I’m standing in the office panting and soaked in Hygiene spray they sprayed at the door, and I’m like well it will not happen again, and Ms. Chaffee is like you are really right. Ani is expelled.

Ani is just squinting at the floor.

I am just in shock. I am just breathing deep. “Please,” I go.
“Please.”
I even went on my knees. “Please give her one more chance.”

Ms. Chaffee waits like maybe she would, but she is just breathing deep herself. Then she lets it out. I GAVE HER EVERY CHANCE I COULD! She got the Aid, the Aide, the Partial, the uniform. That is the problem with Diversity kids, they think they are the only ones in the entire world. They think they are the only ones who count. I have done what I could for your daughter but she is a Bad Influence on the other girls. I am responsible to them too. “I will tell you this—as Oppositional as Ani is,” Ms. Chaffee goes, “no wonder they won’t sit with her.”

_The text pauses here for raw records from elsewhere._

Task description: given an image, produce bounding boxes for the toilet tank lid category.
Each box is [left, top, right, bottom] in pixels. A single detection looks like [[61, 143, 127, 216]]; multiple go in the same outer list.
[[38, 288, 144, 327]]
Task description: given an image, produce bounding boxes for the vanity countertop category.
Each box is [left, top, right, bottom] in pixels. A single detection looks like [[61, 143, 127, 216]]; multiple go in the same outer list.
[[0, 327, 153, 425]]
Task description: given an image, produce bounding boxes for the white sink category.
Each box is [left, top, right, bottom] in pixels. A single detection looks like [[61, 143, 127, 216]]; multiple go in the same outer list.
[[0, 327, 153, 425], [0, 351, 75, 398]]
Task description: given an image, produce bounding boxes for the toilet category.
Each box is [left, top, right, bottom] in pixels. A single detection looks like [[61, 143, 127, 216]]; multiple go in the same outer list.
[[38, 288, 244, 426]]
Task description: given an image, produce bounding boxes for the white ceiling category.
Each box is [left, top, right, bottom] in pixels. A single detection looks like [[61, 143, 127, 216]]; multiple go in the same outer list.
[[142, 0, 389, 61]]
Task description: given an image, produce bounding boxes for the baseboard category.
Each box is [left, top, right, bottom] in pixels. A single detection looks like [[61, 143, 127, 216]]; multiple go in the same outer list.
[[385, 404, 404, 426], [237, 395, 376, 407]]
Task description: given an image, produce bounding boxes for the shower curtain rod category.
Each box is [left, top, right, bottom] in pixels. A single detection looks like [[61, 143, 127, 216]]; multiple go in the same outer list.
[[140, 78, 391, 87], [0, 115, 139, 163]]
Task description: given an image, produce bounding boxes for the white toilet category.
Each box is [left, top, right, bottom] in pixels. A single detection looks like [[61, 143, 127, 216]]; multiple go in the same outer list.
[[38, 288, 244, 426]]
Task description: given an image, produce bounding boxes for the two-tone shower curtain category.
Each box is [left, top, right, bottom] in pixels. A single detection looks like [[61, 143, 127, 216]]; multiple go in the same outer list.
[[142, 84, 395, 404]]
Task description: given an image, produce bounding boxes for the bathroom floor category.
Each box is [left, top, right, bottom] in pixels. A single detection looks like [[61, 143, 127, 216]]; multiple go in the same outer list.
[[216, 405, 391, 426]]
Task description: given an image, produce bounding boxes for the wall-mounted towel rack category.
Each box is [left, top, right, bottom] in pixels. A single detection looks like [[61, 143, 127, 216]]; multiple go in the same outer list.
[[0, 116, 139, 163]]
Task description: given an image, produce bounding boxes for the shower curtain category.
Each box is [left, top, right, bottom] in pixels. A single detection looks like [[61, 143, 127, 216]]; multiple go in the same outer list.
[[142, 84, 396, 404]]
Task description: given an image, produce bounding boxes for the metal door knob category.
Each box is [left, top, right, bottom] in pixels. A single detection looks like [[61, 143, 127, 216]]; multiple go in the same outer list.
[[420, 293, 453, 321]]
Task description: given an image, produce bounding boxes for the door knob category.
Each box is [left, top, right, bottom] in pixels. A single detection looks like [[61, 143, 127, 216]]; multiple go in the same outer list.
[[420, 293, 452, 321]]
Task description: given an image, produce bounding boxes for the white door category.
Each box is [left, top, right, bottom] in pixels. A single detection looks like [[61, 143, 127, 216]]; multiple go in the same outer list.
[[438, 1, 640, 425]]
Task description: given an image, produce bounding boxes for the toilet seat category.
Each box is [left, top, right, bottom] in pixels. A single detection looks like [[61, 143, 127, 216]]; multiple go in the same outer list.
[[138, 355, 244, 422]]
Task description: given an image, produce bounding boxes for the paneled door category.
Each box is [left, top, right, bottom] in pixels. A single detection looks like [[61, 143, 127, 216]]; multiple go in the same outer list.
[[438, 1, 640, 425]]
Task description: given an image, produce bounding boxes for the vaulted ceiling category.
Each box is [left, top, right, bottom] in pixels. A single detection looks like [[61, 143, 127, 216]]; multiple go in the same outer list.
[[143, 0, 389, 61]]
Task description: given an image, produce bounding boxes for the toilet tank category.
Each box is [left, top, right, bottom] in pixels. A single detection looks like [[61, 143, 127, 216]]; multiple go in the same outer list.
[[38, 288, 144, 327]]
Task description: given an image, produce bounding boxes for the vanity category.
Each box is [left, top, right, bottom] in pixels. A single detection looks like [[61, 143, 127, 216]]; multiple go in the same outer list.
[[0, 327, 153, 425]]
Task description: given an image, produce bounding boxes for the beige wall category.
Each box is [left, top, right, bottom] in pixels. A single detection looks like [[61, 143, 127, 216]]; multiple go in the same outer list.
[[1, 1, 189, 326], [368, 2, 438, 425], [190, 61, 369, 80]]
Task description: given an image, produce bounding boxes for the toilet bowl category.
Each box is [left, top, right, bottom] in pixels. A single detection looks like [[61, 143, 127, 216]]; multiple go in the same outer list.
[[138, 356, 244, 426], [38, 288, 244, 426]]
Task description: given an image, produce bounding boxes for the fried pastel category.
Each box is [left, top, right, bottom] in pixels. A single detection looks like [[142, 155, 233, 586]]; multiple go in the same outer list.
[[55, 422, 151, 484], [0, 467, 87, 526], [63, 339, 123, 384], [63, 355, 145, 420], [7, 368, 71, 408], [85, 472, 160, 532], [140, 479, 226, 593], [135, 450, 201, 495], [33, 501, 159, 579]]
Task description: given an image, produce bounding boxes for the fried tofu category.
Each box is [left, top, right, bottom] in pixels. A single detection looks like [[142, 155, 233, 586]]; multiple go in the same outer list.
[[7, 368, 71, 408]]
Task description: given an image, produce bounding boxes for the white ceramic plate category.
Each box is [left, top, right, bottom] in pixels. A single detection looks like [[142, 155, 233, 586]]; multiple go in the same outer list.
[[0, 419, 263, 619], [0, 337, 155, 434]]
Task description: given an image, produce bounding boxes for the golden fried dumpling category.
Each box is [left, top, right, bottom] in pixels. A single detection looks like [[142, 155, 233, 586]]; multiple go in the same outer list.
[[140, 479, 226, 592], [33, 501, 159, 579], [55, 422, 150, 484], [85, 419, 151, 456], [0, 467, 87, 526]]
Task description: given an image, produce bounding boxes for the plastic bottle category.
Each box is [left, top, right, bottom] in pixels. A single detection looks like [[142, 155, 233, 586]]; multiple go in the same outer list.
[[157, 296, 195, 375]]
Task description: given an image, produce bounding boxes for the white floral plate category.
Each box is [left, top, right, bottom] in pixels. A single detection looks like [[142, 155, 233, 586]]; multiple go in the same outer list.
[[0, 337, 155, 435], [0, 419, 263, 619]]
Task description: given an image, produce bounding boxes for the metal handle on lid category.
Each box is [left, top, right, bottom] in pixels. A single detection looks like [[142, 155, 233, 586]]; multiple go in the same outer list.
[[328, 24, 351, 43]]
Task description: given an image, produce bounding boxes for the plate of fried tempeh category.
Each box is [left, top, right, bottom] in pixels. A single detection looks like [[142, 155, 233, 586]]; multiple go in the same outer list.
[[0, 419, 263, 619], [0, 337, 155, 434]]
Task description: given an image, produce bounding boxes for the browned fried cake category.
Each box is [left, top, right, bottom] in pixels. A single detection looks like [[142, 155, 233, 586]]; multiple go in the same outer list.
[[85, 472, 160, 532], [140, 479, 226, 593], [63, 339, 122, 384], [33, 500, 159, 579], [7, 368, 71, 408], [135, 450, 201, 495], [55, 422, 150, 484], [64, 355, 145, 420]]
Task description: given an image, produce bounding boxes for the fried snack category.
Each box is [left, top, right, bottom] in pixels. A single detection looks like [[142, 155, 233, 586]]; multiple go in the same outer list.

Well, Ani looks up now. And I am hoping she will say, please. Please give me a chance. Guess what? She looks Ms. Chaffee in the eye and goes, “Well that’s their goddamn problem. I hate this school.”

Ok, there goes the different life.

Don took the Passes off our swipes so we cannot get in again or even through the Dome Lock.

They will let her keep the uniform. That’s it.

“Ma!” Ani is at my bedroom door. “I could plant potatoes.”

I’m just lying in the dark. I didn’t fix dinner, nothing.